Throughout the late 1970s and '80s, Iser wrote on Walter Pater's aesthetics, Shakespeare, and Laurence Stern. At this time, he was also studying certain theoretical and critical implications of Reader-Response theory, specifically the process of self-discovery that it entails. in Prospecting (1989) and The Fictive and the Imaginary (1993), he developed a conception of “literary anthropology,” a mode of fieldwork in which readers use the literary work as a basis for “staging” their own responses to being human. Reading helps to define social life; even more, it helps to define what it is to be human. Literature's role in this process is unique; no other linguistic artifact is capable of seducing the reader into an essentially anthropological experience. iser's work continues to deepen our understanding of the social and historical implications of reading and of being in the world.

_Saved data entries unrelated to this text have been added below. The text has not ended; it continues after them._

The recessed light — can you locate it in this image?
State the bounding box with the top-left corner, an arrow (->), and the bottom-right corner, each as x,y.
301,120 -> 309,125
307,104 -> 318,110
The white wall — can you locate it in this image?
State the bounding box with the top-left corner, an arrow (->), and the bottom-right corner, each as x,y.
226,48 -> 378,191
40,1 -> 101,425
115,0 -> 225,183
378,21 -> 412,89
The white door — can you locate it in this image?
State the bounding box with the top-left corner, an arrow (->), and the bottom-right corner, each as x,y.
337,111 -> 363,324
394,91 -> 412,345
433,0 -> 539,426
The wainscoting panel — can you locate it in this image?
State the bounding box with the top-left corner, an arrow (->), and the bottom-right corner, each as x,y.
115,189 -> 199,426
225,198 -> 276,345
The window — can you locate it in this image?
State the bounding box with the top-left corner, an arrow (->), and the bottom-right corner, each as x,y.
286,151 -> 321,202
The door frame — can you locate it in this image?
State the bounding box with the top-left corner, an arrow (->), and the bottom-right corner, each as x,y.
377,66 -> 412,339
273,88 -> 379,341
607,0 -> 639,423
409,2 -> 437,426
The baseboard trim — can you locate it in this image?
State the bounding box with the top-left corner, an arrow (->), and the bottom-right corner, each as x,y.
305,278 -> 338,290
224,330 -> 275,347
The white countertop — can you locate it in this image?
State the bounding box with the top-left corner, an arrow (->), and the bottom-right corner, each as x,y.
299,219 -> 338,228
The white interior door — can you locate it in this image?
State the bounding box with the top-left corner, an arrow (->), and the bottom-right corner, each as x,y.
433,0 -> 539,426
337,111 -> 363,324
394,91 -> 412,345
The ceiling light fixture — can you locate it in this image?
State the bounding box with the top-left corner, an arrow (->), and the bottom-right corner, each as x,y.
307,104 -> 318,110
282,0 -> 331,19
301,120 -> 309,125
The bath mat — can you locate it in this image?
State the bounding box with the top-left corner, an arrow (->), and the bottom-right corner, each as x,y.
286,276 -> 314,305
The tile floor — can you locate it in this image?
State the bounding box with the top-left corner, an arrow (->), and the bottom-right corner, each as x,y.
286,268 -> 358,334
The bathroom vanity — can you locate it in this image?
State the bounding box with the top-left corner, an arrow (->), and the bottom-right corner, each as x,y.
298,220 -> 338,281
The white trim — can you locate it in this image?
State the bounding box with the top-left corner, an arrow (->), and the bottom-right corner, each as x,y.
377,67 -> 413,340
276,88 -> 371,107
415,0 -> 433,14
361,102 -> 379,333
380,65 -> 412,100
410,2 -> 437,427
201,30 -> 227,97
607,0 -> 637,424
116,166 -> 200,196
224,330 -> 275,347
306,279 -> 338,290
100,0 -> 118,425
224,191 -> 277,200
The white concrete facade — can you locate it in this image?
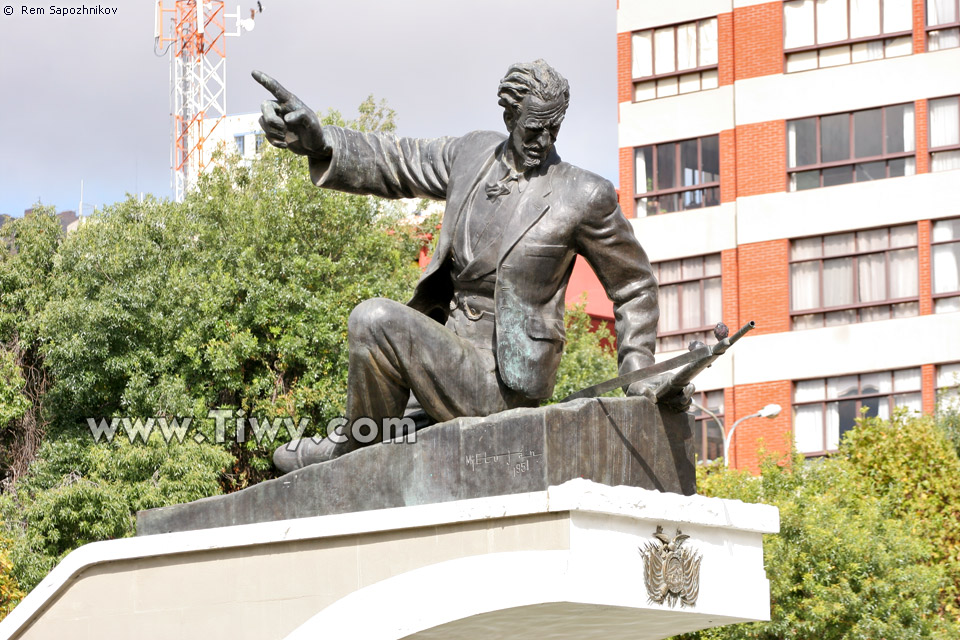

Iser, Wolfgang. The Act of Reading: A Theory of Aesthetic Response. Baltimore: The Johns Hopkins University Press, 1978.
---- . The Fictive and the Imaginary: Charting Literary Anthropology. Baltimore and London: Johns Hopkins University Press, 1993.
---- . The Implied Reader: Patterns of Communication in Prose Fiction from Bunyan to Beckett. Baltimore: Johns Hopkins University Press, 1974.
---- . Prospecting: From Reader Response to Literary Anthropology. Baltimore: Johns Hopkins University Press, 1989.
---- . The Range of Interpretation. New York: Columbia University Press, 2000.